CADA 8 de marzo, miro al vaso y no soy capaz de ponerme de acuerdo conmigo mismo sobre si está medio lleno o medio vacío. Siendo de natural pesimista, es inevitable que en la mayoría de las ocasiones mi percepción sea la segunda. Aunque quizá solo ocurra que uno va teniendo una edad y que, sin negar las indudables (e incluso, inimaginables) conquistas en materia de igualdad, se me haga un mundo entender que una parte no desdeñable de las generaciones específicamente educadas en valores chipendilerendis manifieste unos comportamientos rezumantes de un machismo que los adoctrinados, como servidor, en el nacionaltestosteronismo jamás llegamos a rozar. Me da que algunos (y por desgracia, algunas) han avanzado retrocediendo. Más allá de las bonitas proclamas, sostengo que es urgente actuar quirúrgicamente sobre esta chavalería que ha adquirido sus conocimientos en materia sexual en una pornografía de barra libre que presenta las violaciones grupales como un juego divertido. Actuar es actuar, no evacuar unas declaraciones de aliño ni presentar una campaña con un lema molón. Esos depredadores sexuales alevines tienen que saber que sus actos tienen consecuencias que van más allá de la reprimenda curil.
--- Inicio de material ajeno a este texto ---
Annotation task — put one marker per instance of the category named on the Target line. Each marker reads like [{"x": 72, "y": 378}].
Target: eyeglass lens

Otro de los anhelos no cumplidos de hace un cuarto de siglo es que el 8-M fuera todos los días. Ahí, de nuevo, tengo la impresión de que hemos caminado como el cangrejo. Cada vez es mayor el número de actos que se concentran alrededor de la efeméride. No solo hablo de las instituciones o los movimientos sociales. También de los medios de comunicación, que nos sentimos conminados a proporcionar una cantidad de contenidos (la mayoría, de carril) coincidiendo con la fecha concreta como si estuviéramos, más que ante una convicción, cumpliendo una obligación por el qué dirán. Ni me atrevo a decir que convendría darle una vuelta.